Sunday, August 19, 2012

Poem for Sunday and Seneca Creek State Park

By Rose McLarney

Some springs, apples bloom too soon.
The trees have grown here for a hundred years, and are still quick
to trust that the frost has finished. Some springs,
pink petals turn black. Those summers, the orchards are empty
and quiet. No reason for the bees to come.

Other summers, red apples beat hearty in the trees, golden apples
glow in sheer skin. Their weight breaks branches,
the ground rolls with apples, and you fall in fruit.

You could say, I have been foolish. You could say, I have been fooled.
You could say, Some years, there are apples.

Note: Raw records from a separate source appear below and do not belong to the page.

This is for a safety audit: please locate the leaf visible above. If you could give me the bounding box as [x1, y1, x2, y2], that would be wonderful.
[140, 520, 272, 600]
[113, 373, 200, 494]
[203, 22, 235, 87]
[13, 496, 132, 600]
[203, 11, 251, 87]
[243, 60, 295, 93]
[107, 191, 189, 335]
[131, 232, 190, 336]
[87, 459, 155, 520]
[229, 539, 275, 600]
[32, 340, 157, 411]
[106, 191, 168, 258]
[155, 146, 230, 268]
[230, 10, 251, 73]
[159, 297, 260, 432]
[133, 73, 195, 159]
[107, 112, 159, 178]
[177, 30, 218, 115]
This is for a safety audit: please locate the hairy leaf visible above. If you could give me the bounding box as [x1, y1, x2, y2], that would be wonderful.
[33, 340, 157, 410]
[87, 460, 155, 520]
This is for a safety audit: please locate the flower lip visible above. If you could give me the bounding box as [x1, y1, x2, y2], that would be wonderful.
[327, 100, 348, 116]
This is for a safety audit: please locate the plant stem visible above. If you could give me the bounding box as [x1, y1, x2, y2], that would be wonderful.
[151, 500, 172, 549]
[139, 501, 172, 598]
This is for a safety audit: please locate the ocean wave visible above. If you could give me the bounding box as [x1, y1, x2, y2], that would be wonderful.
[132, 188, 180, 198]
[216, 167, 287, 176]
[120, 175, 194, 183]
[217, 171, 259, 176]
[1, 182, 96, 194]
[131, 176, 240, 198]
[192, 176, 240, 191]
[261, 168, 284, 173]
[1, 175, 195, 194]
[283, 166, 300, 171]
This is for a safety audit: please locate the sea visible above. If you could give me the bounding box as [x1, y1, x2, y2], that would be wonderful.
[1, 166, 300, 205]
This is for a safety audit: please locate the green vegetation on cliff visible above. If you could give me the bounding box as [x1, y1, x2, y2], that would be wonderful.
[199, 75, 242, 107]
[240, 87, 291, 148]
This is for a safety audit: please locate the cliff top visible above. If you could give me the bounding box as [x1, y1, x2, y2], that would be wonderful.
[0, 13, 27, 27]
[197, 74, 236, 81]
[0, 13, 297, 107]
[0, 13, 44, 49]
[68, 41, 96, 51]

While Adam was working at Glen Echo after lunch -- we all had a pretty quiet morning, I finally finished the kind of meh historical novel I was reading only to discover to my chagrin that it's the first in a trilogy -- we went to Seneca Creek State Park. It was another gorgeous afternoon, not too warm, partly overcast, and after we hiked along the creek, we walked to the lake and through the woods around it. There were plenty of animals and lots of lush green undergrowth.

On the way home we stopped to pick up The Hunger Games on DVD (Target has a 3-disc set with extra features, which made that the place to get it), and after dinner, we watched it -- still terrific performances, and the script kept pretty much everything I thought was important from the novel. Then we watched The Timey-Wimey Stuff of Doctor Who, which I would have liked better with less Eleven and more everyone else, but I suppose we have to enjoy what we get!